As per the WB, the successful implementation in areas like trade openness can be attributed to these five institutional reforms:

  • Creating a solid institutional anchor that will transform development priorities into concrete actions;
  • streamlining administrative processes to increase the effectiveness of government at all levels;
  • using market-based instruments to motivate public and private stakeholders;
  • enforcing rules and regulations to enhance motivation, trust, and fairness; and
  • engaging in participatory processes that will produce greater transparency and accountability.

A suggested development model for Vietnam

The main point of this report is that Vietnam should shift its growth model toward more efficiency, following the successful structural change in countries such as South Korea between the 1980s and 1990s.

The path from low to middle income occurs mainly through the accumulation of physical and human capital and the use of natural resources, but the transition from middle to high income is driven by the efficient use of new and existing assets and resources, including human resources.

Key principles for the country’s growth

Improving efficiency of each category 

Gains should be derived from the entry or development of competitive firms and the exit of non-competitive ones, as this mechanism will ensure the allocation of resources to the most productive and innovative firms.

Indeed, Vietnam has made some effort to change policy following this principle. For example, the government has shifted its approach from attracting high-quality FDI rather than quantity, as demonstrated at the 13th National Party Congress.

Improving physical capital in public investment management

This includes the operation, maintenance, and use of existing public assets properly and effectively. Priority should also be given to the provision of quality infrastructure through partnerships with the private sector and more efficient state-owned enterprises (SOEs).

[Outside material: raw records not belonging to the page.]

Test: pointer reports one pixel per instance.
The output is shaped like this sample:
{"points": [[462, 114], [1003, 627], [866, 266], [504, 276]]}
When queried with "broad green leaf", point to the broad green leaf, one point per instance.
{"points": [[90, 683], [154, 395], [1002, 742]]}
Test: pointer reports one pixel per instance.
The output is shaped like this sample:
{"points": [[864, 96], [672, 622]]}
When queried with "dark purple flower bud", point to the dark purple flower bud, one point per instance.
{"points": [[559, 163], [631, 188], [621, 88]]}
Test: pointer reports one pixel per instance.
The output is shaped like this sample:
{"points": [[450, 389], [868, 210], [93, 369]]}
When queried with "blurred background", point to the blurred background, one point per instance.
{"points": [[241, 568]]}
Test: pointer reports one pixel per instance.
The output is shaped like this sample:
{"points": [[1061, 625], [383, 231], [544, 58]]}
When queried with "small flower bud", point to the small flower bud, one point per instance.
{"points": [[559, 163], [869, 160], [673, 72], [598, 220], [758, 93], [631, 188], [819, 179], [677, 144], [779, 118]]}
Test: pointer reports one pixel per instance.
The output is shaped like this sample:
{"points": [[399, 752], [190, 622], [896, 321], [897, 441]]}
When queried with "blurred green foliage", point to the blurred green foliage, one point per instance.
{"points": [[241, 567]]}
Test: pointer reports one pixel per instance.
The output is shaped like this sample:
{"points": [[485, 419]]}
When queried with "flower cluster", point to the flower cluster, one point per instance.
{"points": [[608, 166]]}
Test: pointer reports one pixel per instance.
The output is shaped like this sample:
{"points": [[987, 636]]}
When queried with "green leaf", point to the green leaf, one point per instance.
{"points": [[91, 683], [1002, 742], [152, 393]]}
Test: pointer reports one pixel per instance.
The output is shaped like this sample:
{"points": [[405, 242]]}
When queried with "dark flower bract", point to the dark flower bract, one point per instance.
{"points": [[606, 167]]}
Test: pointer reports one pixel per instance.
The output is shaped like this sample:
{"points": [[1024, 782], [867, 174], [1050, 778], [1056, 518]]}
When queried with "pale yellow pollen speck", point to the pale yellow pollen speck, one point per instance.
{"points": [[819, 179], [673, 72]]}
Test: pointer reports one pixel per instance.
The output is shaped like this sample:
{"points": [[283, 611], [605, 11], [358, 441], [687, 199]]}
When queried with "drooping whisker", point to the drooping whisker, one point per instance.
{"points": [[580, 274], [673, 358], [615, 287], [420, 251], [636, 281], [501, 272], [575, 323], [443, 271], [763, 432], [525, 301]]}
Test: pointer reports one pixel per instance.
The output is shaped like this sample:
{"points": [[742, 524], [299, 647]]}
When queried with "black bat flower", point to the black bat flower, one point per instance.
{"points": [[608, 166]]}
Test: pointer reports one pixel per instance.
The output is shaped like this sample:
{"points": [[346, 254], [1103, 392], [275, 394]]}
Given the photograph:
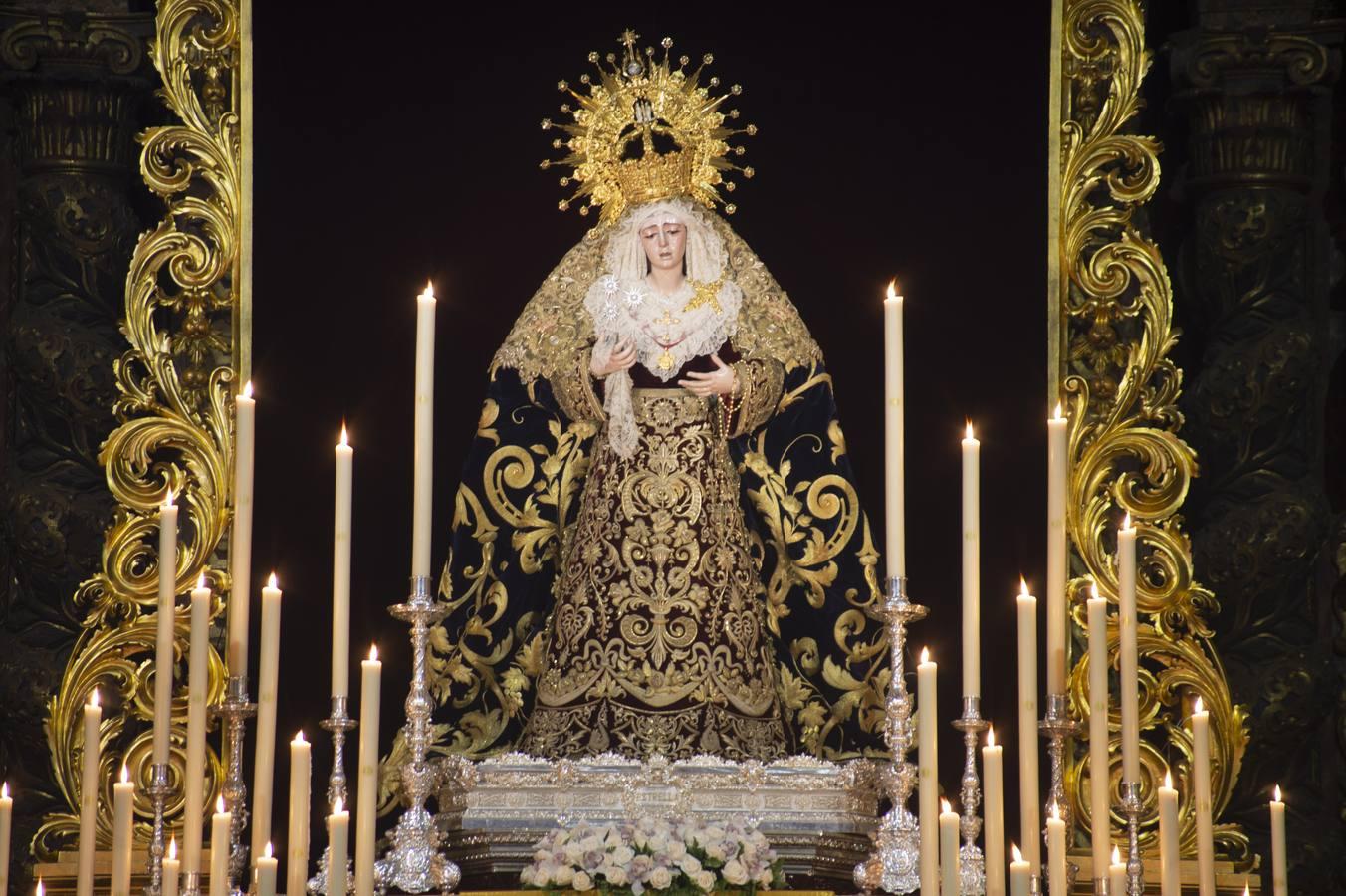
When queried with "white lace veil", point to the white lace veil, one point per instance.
{"points": [[704, 260]]}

Vietnam has aimed to work on this principle. For example, according to the Ministry of Finance (MoF) for the 2022 plan, the ministry is expected to remit US$440 million to the local budget from revenue from equitization and divestment that has not been paid to the state previously.

Improving and further investing in human capital

Although Vietnam scores well on basic education, advanced university-level and vocational-technical skills and social protection policies are underdeveloped for a middle-income economy. Further efficiency in human capital can also be achieved by removing barriers for minors while bringing better equality in education and job search.

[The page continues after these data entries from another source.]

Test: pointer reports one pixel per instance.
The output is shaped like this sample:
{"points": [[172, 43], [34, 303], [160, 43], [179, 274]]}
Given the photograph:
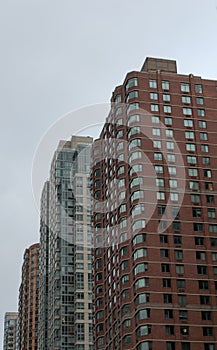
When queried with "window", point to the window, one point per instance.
{"points": [[198, 88], [187, 111], [165, 85], [132, 94], [133, 119], [191, 159], [169, 132], [163, 239], [141, 283], [200, 255], [140, 238], [198, 226], [168, 120], [178, 254], [173, 183], [209, 346], [203, 136], [192, 172], [167, 298], [185, 87], [195, 198], [164, 253], [166, 97], [205, 148], [177, 240], [190, 147], [199, 100], [160, 195], [161, 209], [165, 267], [131, 82], [179, 269], [211, 213], [167, 109], [153, 83], [158, 169], [214, 256], [184, 330], [171, 158], [170, 345], [139, 268], [157, 144], [207, 331], [134, 143], [138, 224], [201, 270], [186, 99], [155, 119], [147, 345], [189, 134], [202, 124], [188, 123], [194, 185], [158, 156], [204, 299], [170, 145], [180, 284], [143, 330], [174, 196], [169, 330], [203, 284], [213, 228], [207, 173], [154, 107], [182, 299], [209, 186], [210, 199], [205, 160], [183, 314], [213, 242], [168, 313], [139, 253], [166, 283], [153, 96], [206, 315], [156, 131], [160, 182]]}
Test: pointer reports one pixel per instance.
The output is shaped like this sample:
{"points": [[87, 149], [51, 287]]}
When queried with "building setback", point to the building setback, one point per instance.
{"points": [[65, 307], [28, 300], [154, 182], [10, 331]]}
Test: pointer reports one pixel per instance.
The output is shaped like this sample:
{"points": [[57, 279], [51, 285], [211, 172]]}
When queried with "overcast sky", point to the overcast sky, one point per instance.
{"points": [[60, 55]]}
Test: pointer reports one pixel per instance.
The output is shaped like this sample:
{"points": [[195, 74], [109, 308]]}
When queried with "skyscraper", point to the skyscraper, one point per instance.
{"points": [[10, 331], [28, 300], [154, 182], [44, 270], [66, 259]]}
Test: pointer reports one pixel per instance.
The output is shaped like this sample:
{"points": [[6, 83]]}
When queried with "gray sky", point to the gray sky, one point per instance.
{"points": [[60, 55]]}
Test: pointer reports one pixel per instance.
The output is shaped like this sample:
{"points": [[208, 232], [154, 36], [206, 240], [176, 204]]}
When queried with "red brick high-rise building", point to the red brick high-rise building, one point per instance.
{"points": [[154, 181], [28, 300]]}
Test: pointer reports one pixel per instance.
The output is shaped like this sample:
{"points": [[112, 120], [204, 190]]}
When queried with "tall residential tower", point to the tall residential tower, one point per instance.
{"points": [[154, 181], [28, 300], [10, 331], [66, 259]]}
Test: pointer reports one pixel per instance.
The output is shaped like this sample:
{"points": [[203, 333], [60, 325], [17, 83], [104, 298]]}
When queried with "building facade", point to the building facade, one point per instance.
{"points": [[154, 182], [66, 238], [28, 300], [44, 270], [10, 331]]}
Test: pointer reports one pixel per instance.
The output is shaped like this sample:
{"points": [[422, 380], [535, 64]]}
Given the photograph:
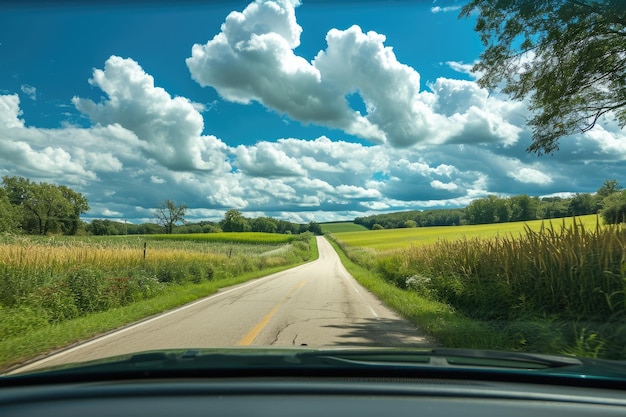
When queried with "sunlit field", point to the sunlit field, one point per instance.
{"points": [[50, 280], [554, 287], [401, 238], [340, 227]]}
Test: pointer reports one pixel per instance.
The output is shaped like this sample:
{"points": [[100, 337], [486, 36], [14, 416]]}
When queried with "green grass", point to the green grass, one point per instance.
{"points": [[550, 289], [45, 340], [228, 237], [339, 227], [42, 338], [438, 320], [401, 238]]}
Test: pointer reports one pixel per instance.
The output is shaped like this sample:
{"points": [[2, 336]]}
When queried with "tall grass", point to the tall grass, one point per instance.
{"points": [[557, 288], [51, 280]]}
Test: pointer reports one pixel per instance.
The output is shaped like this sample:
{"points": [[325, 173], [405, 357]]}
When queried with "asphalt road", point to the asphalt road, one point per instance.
{"points": [[317, 304]]}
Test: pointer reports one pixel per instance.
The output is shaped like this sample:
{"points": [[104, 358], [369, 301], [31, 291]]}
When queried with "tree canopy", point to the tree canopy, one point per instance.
{"points": [[168, 214], [567, 57], [40, 208]]}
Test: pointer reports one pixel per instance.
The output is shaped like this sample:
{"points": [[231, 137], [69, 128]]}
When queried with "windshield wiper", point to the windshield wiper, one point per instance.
{"points": [[243, 362]]}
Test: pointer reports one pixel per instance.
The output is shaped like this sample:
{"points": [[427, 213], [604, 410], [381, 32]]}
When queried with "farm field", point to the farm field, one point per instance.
{"points": [[402, 238], [47, 282], [339, 227], [552, 289]]}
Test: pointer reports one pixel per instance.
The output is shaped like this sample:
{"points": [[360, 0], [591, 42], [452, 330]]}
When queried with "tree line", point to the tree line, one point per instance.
{"points": [[170, 218], [609, 201], [39, 208]]}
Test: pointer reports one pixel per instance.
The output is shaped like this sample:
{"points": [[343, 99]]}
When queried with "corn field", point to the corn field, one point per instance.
{"points": [[50, 280], [560, 288]]}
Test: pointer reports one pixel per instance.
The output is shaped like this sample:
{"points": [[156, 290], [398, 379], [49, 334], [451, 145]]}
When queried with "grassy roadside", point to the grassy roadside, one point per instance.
{"points": [[38, 343], [438, 320]]}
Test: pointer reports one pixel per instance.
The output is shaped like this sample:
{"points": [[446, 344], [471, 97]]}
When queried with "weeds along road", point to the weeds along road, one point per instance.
{"points": [[317, 304]]}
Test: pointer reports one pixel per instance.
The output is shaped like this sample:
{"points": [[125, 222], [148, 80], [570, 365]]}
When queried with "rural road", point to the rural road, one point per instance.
{"points": [[318, 304]]}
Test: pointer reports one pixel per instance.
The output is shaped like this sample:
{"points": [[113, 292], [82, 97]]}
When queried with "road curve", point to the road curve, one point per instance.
{"points": [[317, 304]]}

Regarding healthcare, while Vietnam has almost achieved universal health coverage, the authorities still need to invest more in the quality of health care, considering the country’s rapidly aging population.

Achieving gains in sustainability and resilience

Vietnam is lagging behind many of its peers in green development and sustainability prospects. It also requires a transition toward a low-carbon economy, with many opportunities for more effective natural resources management, stricter pollution control, while preparing for inevitable climate change impact with the cooperation of the country’s private sector in funding and mobilizing the evolution. According to a 2018 World Bank report, countries that manage these natural assets carefully are able to move up the development ladder.

Takeaways

Vietnam’s institutions will have to evolve with more reliance on market mechanisms, rule of law, and through the stronger roles of national and subnational regulatory bodies, the private sector, and the decentralization of several decision processes.

Besides, as the jump from mid-to upper middle income is more demanding than the one from low- to low-middle income, overall implementation performance will have to increase threefold compared to what was achieved between 2010 and 2020 for Vietnam to achieve its development targets.

And in order for the country to step up another development ladder, it is urgent that the country replicate reforms as it did during the Doi Moi reforms in the late 1980s, better its capital, labor, and natural resources and build a clearer institutional anchor in areas that still lag behind in implementation performance like green growth.